Here's how Assistant Secretary of State Philip J. Crowley put it at his Aug. 4 briefing for diplomatic correspondents:

"The firing by Lebanese Armed Forces was wholly unjustified and unwarranted.  We don't want to see it happen again.  We don't want to see a repeat of this."

Crowley went on to explain that he was making his statement, on the record and even before he could be questioned by reporters, because the U.S. had made a careful examination of all available evidence, including an earlier report from UN peacekeepers in southern Lebanon that the IDF had not breached the border and that it was the Lebanese Army that fired first.

Nothing wishy-washy for a change from Foggy Bottom.  A simple, direct, declarative statement about what happened, which completely refuted Lebanon's lying propaganda that it had responded to Israeli aggression.

Yet, in their Aug. 5 editions, the New York Times and the Washington Post totally ignored the Obama administration's official, on-the-record endorsement of Israel's version of the exchange of fire, which claimed the lives of an Israeli commander, two Lebanese soldiers, and a Hezbollah journalist..

The Times instead led off with the UN verdict "U.N. Backs Israel Account of Border Clash," page A8), but blacked out Crowley's on-the-record U.S. confirmation of the UN findings.  Instead, in Paragraph 17 of a 19-paragraph article, it recycled a much softer, day-earlier item that "a senior American official said the Lebanese military appeared to have been responsible for starting the gunfire."

That's not nearly good enough.  For one thing, readers rightly tend to be skeptical about unidentified sources.  And for another, Crowley did not hedge in his statement that it "appeared" that the Lebanese Army fired first.  Crowley declared that the Lebanese fired first.  Period. There was a time when editors put more weight on on-the-record statements than on reporting based unidentified sources.  But that dictum obviously is no longer operative at the Times.

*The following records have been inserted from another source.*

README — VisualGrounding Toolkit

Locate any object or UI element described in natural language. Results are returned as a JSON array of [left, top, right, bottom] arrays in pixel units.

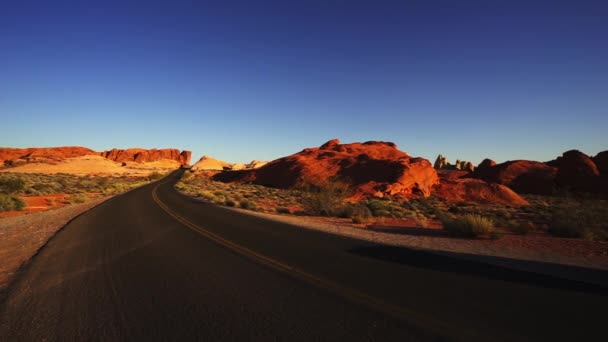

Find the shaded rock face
[[214, 139, 440, 199], [100, 148, 191, 166], [0, 147, 98, 166], [549, 150, 601, 193], [434, 171, 528, 206], [594, 151, 608, 176], [470, 150, 608, 196], [470, 160, 558, 195], [477, 159, 496, 171]]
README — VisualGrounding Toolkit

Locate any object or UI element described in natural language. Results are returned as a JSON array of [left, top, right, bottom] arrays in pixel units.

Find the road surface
[[1, 170, 606, 341]]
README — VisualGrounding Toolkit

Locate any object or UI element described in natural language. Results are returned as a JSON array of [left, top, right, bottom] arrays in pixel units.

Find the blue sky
[[1, 0, 606, 164]]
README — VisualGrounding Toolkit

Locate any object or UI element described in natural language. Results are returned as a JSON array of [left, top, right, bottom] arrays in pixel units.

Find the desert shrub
[[276, 207, 291, 214], [0, 176, 25, 194], [224, 199, 236, 207], [415, 214, 429, 228], [490, 231, 503, 240], [508, 221, 535, 235], [67, 193, 87, 204], [440, 213, 495, 237], [373, 209, 391, 217], [240, 200, 251, 209], [302, 180, 350, 216], [342, 203, 372, 223], [148, 172, 164, 181], [548, 201, 608, 241], [0, 194, 26, 211], [198, 190, 217, 202]]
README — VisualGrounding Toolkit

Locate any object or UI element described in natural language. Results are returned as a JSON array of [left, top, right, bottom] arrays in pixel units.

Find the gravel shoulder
[[0, 197, 111, 290]]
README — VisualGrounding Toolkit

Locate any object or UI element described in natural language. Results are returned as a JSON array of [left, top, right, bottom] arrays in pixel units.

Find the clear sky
[[1, 0, 606, 165]]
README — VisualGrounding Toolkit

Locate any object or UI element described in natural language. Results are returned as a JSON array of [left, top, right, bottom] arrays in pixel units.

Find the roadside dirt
[[0, 197, 111, 290]]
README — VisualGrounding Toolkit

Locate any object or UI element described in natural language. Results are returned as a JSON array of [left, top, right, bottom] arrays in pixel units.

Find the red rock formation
[[548, 150, 601, 193], [470, 160, 558, 195], [99, 148, 191, 165], [594, 151, 608, 176], [1, 147, 98, 166], [434, 171, 528, 206], [214, 139, 439, 199]]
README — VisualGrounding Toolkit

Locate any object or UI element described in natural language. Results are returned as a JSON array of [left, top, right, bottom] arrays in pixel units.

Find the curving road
[[1, 170, 606, 341]]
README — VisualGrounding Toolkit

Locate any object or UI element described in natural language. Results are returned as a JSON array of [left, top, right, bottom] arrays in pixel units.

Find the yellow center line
[[152, 179, 491, 342]]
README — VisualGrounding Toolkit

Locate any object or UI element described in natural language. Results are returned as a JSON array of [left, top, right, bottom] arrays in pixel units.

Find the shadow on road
[[349, 245, 608, 295]]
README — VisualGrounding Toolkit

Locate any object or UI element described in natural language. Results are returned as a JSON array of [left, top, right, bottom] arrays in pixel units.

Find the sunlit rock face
[[213, 139, 440, 200], [1, 147, 98, 166]]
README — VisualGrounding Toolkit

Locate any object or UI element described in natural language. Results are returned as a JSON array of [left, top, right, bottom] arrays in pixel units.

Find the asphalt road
[[1, 170, 606, 341]]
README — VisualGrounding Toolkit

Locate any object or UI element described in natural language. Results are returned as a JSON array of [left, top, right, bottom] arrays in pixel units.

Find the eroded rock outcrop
[[433, 155, 474, 172], [434, 154, 449, 169], [100, 148, 191, 166], [213, 139, 440, 199]]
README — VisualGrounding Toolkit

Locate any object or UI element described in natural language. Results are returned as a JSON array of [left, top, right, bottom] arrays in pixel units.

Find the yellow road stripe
[[152, 179, 492, 342]]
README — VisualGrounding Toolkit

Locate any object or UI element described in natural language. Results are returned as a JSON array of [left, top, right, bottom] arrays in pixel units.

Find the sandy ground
[[0, 197, 111, 290], [0, 155, 180, 176], [223, 206, 608, 272]]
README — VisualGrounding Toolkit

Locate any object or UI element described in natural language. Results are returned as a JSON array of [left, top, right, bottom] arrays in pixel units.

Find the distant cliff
[[99, 148, 191, 166], [1, 146, 192, 167]]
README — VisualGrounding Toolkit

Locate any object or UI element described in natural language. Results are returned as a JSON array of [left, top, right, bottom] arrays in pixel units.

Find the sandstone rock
[[549, 150, 600, 193], [434, 155, 474, 172], [213, 139, 439, 199], [100, 148, 191, 166], [246, 160, 268, 169], [191, 156, 231, 171], [477, 159, 496, 171], [320, 139, 340, 149], [434, 154, 448, 169], [191, 156, 268, 171], [470, 160, 557, 195], [0, 147, 98, 166], [594, 151, 608, 175], [434, 171, 528, 206]]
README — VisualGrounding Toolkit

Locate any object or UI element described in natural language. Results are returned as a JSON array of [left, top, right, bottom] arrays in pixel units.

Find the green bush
[[0, 194, 26, 211], [240, 200, 251, 209], [224, 199, 236, 207], [440, 213, 495, 237]]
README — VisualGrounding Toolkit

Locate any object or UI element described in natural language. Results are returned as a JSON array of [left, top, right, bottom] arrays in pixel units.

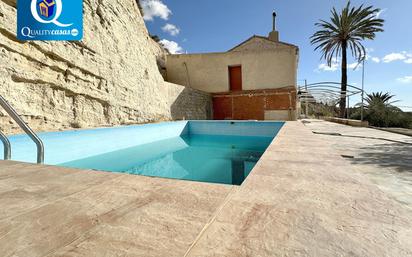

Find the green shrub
[[351, 92, 412, 128]]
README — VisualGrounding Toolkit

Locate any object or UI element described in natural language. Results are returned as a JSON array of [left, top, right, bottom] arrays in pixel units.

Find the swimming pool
[[1, 121, 284, 185]]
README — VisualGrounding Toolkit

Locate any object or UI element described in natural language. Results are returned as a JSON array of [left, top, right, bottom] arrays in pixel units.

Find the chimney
[[272, 11, 277, 31], [268, 11, 279, 42]]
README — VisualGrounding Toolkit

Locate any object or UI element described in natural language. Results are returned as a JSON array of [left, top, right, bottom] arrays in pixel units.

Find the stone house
[[165, 13, 299, 121]]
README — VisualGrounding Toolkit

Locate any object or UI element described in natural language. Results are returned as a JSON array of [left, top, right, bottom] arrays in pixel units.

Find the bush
[[349, 92, 411, 128], [350, 105, 412, 128]]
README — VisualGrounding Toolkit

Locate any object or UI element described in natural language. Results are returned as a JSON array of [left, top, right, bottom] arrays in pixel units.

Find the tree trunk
[[340, 41, 348, 118]]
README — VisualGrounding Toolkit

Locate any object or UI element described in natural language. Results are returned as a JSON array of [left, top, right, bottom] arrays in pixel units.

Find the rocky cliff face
[[0, 0, 210, 134]]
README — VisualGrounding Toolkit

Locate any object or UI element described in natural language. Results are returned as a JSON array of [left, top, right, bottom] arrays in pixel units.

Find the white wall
[[166, 47, 298, 93]]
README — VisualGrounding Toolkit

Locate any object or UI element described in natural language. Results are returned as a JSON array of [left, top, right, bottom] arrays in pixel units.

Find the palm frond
[[310, 1, 385, 67]]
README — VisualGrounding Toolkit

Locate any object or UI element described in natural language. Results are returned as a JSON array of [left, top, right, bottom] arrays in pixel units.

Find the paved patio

The Washington Post performed even more badly.  Besides completely ignoring Crowley's statements, Janine Zacharia, the Post's Jerusalem correspondent, didn't even bother to lead with the UN's backing of Israel's version.

Instead, she somehow found it more newsworthy to lead off with the commander of UN peacekeepers in Lebanon holding a meeting with Lebanese and Israeli representatives to prevent further escalation (U.N. tries to reduce Israel-Lebanon tension" page A8).

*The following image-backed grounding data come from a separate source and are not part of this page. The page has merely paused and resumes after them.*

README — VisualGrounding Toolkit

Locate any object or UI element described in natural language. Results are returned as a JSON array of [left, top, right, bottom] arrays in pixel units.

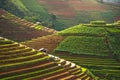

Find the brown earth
[[37, 0, 76, 18], [0, 9, 55, 42], [67, 0, 108, 11], [37, 0, 110, 18], [22, 35, 65, 53]]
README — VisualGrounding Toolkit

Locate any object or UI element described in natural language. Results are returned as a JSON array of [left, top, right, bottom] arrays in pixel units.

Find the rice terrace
[[0, 0, 120, 80]]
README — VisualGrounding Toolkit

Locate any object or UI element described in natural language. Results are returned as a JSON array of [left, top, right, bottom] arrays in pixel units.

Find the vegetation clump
[[90, 21, 106, 26]]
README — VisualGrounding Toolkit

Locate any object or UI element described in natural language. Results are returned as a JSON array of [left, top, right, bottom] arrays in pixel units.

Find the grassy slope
[[55, 36, 109, 57], [58, 24, 107, 36], [53, 22, 120, 79], [10, 0, 28, 12], [20, 0, 46, 13], [52, 53, 120, 80], [106, 27, 120, 61]]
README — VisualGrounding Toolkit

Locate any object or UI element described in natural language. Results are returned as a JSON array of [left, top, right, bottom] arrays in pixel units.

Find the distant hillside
[[0, 0, 120, 30], [23, 21, 120, 79], [0, 0, 64, 30], [38, 0, 120, 29], [0, 9, 57, 42]]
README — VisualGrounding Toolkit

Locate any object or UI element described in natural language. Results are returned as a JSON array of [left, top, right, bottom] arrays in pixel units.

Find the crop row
[[0, 49, 37, 60], [0, 52, 44, 65], [91, 69, 120, 79], [53, 53, 120, 79], [0, 56, 50, 72], [0, 62, 57, 79]]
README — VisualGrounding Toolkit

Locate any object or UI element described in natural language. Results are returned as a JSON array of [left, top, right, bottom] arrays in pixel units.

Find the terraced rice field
[[53, 53, 120, 80], [0, 37, 94, 80], [22, 21, 120, 79], [0, 9, 57, 42], [55, 36, 110, 57], [58, 24, 107, 36]]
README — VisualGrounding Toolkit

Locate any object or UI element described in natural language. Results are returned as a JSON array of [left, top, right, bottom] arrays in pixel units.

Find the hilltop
[[0, 36, 95, 80], [23, 21, 120, 79]]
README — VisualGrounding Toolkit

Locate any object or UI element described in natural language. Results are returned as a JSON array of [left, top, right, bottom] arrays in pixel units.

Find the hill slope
[[38, 0, 120, 29], [0, 9, 57, 42], [23, 21, 120, 79], [0, 0, 63, 30], [0, 36, 95, 80], [22, 35, 65, 53], [1, 0, 120, 30], [55, 21, 120, 59]]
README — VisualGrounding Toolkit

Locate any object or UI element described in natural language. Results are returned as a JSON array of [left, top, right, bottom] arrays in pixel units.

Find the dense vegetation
[[58, 24, 107, 36], [52, 21, 120, 79], [55, 36, 109, 57]]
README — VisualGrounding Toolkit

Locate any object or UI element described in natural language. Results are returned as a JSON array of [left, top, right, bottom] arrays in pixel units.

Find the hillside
[[0, 0, 64, 30], [55, 21, 120, 59], [33, 0, 120, 29], [0, 9, 57, 42], [0, 36, 95, 80], [23, 21, 120, 79], [0, 0, 120, 30]]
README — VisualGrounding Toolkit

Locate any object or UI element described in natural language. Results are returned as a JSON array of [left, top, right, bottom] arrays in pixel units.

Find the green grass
[[91, 69, 120, 79], [20, 0, 52, 22], [10, 0, 28, 12], [20, 0, 46, 13], [108, 34, 120, 61], [55, 36, 109, 57], [106, 27, 120, 33], [58, 25, 107, 36], [34, 25, 44, 30]]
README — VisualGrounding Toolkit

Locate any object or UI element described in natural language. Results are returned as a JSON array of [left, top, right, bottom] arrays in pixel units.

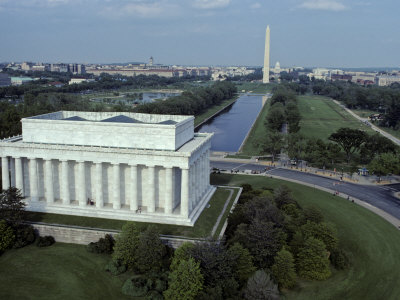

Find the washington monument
[[263, 26, 270, 84]]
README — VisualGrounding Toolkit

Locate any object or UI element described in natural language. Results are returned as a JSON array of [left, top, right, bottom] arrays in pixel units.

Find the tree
[[135, 225, 166, 273], [244, 270, 280, 300], [234, 220, 286, 268], [265, 103, 286, 132], [227, 243, 256, 286], [296, 237, 331, 280], [112, 222, 140, 268], [360, 133, 397, 162], [369, 152, 400, 177], [328, 128, 367, 163], [0, 187, 26, 224], [261, 132, 284, 163], [301, 221, 338, 252], [170, 242, 195, 271], [271, 248, 296, 289], [164, 258, 204, 300], [0, 220, 15, 252]]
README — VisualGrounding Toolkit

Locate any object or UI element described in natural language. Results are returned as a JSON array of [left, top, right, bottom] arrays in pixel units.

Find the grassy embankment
[[25, 187, 239, 239], [211, 173, 400, 300], [0, 243, 133, 300], [194, 96, 239, 127], [297, 95, 375, 141], [351, 108, 400, 139], [238, 99, 272, 157]]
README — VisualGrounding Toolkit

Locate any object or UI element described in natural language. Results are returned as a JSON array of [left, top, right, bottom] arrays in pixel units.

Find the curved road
[[210, 161, 400, 222]]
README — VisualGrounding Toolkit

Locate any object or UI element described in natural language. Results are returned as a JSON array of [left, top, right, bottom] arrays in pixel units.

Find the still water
[[196, 94, 264, 152]]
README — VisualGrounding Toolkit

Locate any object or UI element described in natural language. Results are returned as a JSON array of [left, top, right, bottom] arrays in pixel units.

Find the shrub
[[105, 259, 127, 276], [87, 234, 114, 254], [36, 236, 55, 247], [330, 248, 350, 270], [13, 224, 36, 248], [0, 220, 15, 252], [122, 276, 149, 297]]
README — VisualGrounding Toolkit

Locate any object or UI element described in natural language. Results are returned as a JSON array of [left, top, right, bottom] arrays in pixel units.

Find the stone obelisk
[[263, 26, 270, 84]]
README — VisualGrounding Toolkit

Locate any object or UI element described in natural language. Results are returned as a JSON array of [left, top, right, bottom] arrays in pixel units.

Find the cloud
[[299, 0, 347, 11], [100, 1, 181, 18], [193, 0, 231, 9], [250, 2, 261, 9]]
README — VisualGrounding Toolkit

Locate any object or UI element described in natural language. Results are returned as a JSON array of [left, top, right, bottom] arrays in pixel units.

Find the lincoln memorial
[[0, 111, 215, 226]]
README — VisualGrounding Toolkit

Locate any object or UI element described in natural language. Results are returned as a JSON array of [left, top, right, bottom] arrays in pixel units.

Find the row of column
[[1, 156, 195, 217], [188, 151, 210, 213]]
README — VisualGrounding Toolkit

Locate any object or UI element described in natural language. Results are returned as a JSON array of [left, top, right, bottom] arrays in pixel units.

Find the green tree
[[244, 270, 280, 300], [135, 225, 166, 273], [369, 152, 400, 177], [328, 127, 367, 163], [0, 220, 15, 252], [296, 237, 331, 280], [261, 132, 284, 163], [164, 258, 204, 300], [112, 222, 140, 268], [0, 187, 26, 225], [265, 103, 286, 132], [301, 221, 338, 252], [170, 242, 195, 271], [227, 243, 256, 286], [271, 248, 296, 289]]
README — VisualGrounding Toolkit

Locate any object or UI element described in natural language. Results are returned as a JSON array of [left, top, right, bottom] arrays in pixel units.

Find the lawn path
[[211, 188, 234, 237]]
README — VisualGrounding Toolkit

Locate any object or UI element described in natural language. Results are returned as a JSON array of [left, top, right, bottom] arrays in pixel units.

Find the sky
[[0, 0, 399, 68]]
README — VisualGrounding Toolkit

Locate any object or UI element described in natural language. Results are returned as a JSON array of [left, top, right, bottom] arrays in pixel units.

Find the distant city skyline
[[1, 0, 399, 68]]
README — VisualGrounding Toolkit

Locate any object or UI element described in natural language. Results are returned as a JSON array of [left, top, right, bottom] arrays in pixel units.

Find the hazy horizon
[[1, 0, 399, 68]]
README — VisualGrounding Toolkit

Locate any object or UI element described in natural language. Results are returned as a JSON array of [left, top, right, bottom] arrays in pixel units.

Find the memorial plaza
[[0, 111, 215, 226]]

The UN's confirmation that Israeli troops were operating within Israeli territory was relegated to a second sentence in her next paragraph.  Nothing, of course, about Lebanese generals admitting that their soldiers had fired under orders and deserved praise as "heroes."  And not a peep from the Post about Crowley's press-briefing statement about the administration's own conclusions.

Nor did the Post and the Times inform their readers that the same Lebanese Army, which staged this lethal ambush, received $400 million last year from the Obama administration for procurement of weapons.  Some reporters at Crowley's briefing zeroed on this issue, raising questions about the spectacle of a U.S.-equipped army firing on Israel, an American ally.  But evidently not the Times or the Post.

When Israel happens to be on the right side of events,that apparently does not rise to the level of "all the news that's fit to print."